Public sector borrowing in May was £13.3bn, up £4.6bn from the same month last year when it was £8.7bn, figures from the Office for National Statistics (ONS) have revealed.

The Public Sector Finances, May 2014 report estimates that the monthly deficit increased due to there being no transfers from the Bank of England’s Asset Purchase Facility Fund in the month. This is compared to last year when £3.9bn was transferred during May.

However, if the public sector net borrowing figures excluded the temporary effects of the one-off payments, the year-on-year increase was only £700m, the figures state.

A Treasury spokesman said: “The net borrowing figures continue to be in line with the budget forecast, which predicts the deficit to have halved by the end of this year.
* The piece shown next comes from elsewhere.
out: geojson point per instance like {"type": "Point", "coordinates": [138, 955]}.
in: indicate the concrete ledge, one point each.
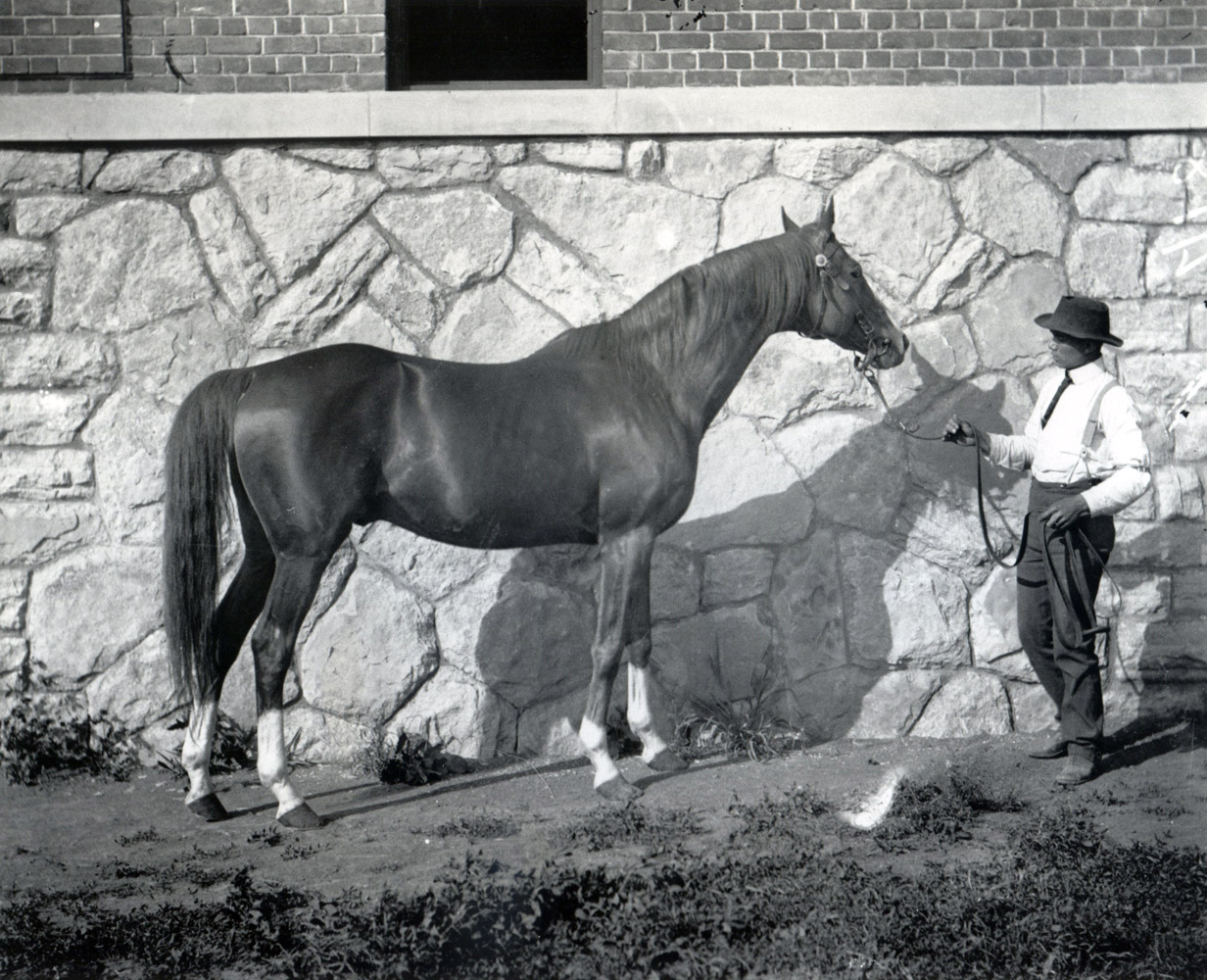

But the job is not yet done, which is why we must continue to work through the plan that is building a resilient economy.”

Commenting on the public sector finances for May 2014, David Kern, chief economist at the British Chambers of Commerce (BCC) said it was ‘disappointing’ that for the second month in a row underlying net borrowing was higher than the previous year.

He added that if this continues, the reduction in borrowing that the Office of Budget Responsibility (OBR) predicted in March will become a real challenge.

“It is clear that Britain’s fiscal position remains difficult despite the stronger than expected economic growth we have seen recently,” stated Kern.

In order to tackle the challenge, it has been suggested that the government continues to reduce the share of current public spending in GDP.

Martin Beck, senior economic adviser to the EY Item Club, said: “Even the underlying picture points to the public finances improving at a rate well short of the recovery in the economy.

“It could be that recent reforms to the tax system, including rises in the tax-free personal allowance and cuts in corporation tax, combined with structural shifts in the labour market towards lower paid work, are contributing towards economic growth that is simply less ‘tax-rich’ than in the past.

“If true, achieving the OBR's borrowing target for the fiscal year as a whole may well prove to be a challenge.”